Gaussian Processes with Derivative Information

with an application to the Helmholtz kernel

Published

September 29, 2024

Gaussian Processes

A Gaussian process (GP) is an infinite dimensional stochastic process where any finite subsample of the process follows a multivariate normal distribution (see here for a good visual introduction). Define by \(y \in \mathbb{R}\) the random variable over which we define the GP, and by \(x \in \mathbb{R}^p\) the locations over which the \(y\) are observed. We write \[y \sim \mathcal{GP}(m(x), k(x, x'))\] where \(m: \mathbb{R}^p \rightarrow \mathbb{R}\) and \(k: \mathbb{R}^{p \times p} \rightarrow \mathbb{R}\) are the mean and covariance functions, respectively.
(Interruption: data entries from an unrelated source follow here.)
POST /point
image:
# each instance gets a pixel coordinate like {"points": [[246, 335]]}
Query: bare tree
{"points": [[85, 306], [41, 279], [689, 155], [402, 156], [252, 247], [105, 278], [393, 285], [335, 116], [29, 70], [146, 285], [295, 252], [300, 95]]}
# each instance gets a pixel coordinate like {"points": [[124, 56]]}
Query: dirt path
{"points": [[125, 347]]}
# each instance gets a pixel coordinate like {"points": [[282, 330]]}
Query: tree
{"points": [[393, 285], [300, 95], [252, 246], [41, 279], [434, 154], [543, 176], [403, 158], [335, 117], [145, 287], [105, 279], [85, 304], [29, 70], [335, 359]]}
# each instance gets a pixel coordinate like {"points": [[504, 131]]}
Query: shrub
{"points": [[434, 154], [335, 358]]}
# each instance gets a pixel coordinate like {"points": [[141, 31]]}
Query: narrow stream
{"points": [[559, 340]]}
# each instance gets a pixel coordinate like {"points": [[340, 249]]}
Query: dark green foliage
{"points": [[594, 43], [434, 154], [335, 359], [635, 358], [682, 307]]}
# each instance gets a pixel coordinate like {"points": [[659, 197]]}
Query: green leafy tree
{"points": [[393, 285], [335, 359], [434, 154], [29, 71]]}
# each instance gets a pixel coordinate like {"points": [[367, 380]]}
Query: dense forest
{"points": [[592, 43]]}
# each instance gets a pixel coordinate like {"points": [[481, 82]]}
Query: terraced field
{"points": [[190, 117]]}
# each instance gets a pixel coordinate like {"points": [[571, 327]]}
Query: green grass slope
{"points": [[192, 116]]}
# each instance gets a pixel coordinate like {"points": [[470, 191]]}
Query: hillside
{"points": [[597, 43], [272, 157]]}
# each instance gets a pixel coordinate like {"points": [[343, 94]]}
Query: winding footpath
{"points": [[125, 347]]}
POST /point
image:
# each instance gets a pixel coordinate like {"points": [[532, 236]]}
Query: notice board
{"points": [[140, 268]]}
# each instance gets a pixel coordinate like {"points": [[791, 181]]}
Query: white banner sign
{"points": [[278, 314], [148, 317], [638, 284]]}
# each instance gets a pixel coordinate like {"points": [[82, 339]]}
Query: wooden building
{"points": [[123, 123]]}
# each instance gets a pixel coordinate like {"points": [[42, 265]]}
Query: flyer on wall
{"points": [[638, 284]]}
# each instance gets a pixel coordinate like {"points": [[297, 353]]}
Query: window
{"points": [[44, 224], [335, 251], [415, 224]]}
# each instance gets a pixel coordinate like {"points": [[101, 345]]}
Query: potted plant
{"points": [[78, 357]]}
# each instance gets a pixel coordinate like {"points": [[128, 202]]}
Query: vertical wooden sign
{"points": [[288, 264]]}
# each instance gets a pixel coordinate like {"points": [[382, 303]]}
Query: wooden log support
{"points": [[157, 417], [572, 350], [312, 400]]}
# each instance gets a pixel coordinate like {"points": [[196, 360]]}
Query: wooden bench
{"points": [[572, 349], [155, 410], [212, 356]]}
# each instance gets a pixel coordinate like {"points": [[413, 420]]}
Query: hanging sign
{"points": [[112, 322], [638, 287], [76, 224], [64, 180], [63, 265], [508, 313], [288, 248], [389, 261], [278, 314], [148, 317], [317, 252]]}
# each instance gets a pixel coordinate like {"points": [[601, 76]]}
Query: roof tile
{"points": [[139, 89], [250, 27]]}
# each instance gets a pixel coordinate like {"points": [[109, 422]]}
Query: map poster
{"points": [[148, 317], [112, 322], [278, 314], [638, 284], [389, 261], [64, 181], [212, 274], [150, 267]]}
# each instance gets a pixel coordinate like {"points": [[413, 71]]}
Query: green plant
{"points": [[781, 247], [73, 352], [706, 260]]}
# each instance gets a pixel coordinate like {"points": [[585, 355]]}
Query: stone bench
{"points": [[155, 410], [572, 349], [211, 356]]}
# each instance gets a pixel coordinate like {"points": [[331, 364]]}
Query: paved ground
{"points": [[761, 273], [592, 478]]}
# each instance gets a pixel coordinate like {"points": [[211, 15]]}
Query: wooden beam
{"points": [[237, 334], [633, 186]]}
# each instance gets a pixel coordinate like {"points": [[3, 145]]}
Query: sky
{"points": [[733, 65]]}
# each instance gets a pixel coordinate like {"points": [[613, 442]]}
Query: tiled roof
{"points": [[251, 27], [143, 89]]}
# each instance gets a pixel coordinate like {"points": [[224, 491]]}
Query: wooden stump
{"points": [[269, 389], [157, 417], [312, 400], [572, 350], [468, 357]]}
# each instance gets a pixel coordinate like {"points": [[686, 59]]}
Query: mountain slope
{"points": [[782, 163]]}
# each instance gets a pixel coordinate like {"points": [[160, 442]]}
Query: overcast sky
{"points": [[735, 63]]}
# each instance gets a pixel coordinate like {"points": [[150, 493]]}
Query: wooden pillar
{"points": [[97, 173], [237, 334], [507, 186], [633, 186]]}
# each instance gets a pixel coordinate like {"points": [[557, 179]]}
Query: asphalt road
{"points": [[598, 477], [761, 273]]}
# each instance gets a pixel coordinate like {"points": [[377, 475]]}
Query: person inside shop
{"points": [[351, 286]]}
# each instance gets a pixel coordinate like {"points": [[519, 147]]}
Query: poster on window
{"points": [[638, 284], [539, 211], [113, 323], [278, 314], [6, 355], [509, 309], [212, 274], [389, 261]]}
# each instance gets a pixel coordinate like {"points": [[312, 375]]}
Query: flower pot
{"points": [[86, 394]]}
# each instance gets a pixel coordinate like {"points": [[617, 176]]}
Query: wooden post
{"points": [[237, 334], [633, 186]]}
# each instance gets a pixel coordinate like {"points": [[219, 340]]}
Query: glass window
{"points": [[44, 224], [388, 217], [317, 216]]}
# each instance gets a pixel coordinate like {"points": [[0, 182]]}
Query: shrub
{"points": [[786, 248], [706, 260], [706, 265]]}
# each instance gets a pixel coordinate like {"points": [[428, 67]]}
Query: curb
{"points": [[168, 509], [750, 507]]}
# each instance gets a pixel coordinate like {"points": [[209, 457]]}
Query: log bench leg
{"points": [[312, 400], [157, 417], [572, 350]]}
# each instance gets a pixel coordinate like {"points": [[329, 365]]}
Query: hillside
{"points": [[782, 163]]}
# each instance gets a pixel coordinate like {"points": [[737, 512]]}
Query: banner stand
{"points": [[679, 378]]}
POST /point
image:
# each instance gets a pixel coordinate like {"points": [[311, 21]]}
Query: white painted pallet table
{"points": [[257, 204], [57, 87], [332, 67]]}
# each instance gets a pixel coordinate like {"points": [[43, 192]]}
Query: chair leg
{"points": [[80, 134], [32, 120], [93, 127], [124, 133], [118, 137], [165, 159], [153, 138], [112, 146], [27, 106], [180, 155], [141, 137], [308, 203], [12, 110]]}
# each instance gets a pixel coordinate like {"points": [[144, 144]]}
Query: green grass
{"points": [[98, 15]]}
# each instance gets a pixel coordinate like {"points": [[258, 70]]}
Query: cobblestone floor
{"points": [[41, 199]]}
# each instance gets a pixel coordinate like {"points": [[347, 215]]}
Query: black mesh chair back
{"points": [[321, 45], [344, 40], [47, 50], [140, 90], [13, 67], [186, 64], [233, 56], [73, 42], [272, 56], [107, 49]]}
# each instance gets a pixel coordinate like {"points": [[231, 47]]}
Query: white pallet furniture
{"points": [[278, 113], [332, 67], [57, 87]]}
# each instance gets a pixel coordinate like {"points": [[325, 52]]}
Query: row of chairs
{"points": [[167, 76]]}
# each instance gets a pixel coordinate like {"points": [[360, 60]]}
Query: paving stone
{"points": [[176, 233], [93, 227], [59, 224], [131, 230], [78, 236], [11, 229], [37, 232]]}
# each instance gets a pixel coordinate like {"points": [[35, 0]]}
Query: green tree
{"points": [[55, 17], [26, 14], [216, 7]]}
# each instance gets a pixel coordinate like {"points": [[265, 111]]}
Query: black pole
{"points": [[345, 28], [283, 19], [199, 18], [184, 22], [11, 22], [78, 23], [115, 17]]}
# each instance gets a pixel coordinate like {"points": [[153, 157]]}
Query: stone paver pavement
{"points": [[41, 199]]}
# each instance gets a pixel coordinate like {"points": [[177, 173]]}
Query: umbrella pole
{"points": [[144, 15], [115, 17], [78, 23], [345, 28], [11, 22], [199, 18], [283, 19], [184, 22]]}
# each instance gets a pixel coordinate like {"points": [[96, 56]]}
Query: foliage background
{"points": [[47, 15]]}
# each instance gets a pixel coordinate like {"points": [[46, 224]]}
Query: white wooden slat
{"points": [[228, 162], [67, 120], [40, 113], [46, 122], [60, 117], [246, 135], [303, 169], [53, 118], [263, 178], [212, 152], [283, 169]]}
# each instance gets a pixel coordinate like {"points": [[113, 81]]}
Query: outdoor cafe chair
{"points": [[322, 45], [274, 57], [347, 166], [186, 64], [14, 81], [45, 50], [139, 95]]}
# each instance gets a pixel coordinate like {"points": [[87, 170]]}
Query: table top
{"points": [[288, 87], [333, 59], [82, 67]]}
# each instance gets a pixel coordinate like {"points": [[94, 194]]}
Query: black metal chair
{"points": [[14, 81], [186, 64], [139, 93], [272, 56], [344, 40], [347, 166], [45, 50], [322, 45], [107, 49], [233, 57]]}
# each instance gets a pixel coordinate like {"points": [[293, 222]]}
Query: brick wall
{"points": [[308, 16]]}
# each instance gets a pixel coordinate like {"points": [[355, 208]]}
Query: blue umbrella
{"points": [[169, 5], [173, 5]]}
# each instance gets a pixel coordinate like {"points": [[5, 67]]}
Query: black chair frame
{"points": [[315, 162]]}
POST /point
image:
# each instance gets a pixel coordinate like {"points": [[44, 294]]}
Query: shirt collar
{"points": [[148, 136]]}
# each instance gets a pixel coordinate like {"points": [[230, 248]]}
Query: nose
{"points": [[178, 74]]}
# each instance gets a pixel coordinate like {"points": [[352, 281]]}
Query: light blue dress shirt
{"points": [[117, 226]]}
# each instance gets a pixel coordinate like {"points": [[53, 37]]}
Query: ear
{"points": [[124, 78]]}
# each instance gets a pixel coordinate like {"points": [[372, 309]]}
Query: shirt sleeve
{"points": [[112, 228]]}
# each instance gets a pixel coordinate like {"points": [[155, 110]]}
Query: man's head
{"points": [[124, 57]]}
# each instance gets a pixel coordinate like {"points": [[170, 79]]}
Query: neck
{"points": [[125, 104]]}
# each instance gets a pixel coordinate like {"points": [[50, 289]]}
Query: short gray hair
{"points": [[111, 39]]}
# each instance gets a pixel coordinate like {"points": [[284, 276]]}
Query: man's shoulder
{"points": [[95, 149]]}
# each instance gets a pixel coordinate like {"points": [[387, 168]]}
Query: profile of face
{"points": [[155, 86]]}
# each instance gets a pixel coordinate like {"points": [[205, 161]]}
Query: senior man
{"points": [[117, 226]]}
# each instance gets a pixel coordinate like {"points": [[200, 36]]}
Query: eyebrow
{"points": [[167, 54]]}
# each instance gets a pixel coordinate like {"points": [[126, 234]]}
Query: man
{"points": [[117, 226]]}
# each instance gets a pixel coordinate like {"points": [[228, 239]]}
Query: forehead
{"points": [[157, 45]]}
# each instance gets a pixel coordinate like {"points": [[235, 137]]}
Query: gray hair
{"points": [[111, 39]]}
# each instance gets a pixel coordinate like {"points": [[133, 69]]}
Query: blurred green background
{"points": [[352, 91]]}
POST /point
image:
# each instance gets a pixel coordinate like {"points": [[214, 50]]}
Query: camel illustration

This is the mathematical definition of the continuous stochastic process, but in the real world world we may only make discrete observations. Define the collection of observations as \(\textbf{y} = (y_1, \dots, y_n)\) with corresponding locations \((x_1, \dots, x_n)\). As per the definition of a GP, the \(\textbf{y}\) thus follow a multivariate normal distribution, so that \[\mathbf{y} \sim \mathcal{N}(\mathbf{\mu}, \Sigma),\] where \[ \mathbf{\mu} = \begin{bmatrix} m(x_1) \\ \vdots \\ m(x_n) \end{bmatrix}, \quad \text{and} \quad \Sigma = \begin{bmatrix} k(x_1, x_1) & \cdots & k(x_1, x_n) \\ \vdots & \ddots & \vdots \\ k(x_n, x_1) & \cdots & k(x_n, x_n) \end{bmatrix}.\]

Observing Derivatives

Consider now we observe the derivatives \(\frac{d}{dx} y \equiv \partial_x y\). Say we wish to remain specifying our beliefs of \(y\) via \(m(\cdot)\) and \(k(\cdot, \cdot)\), how do we incorporate this information?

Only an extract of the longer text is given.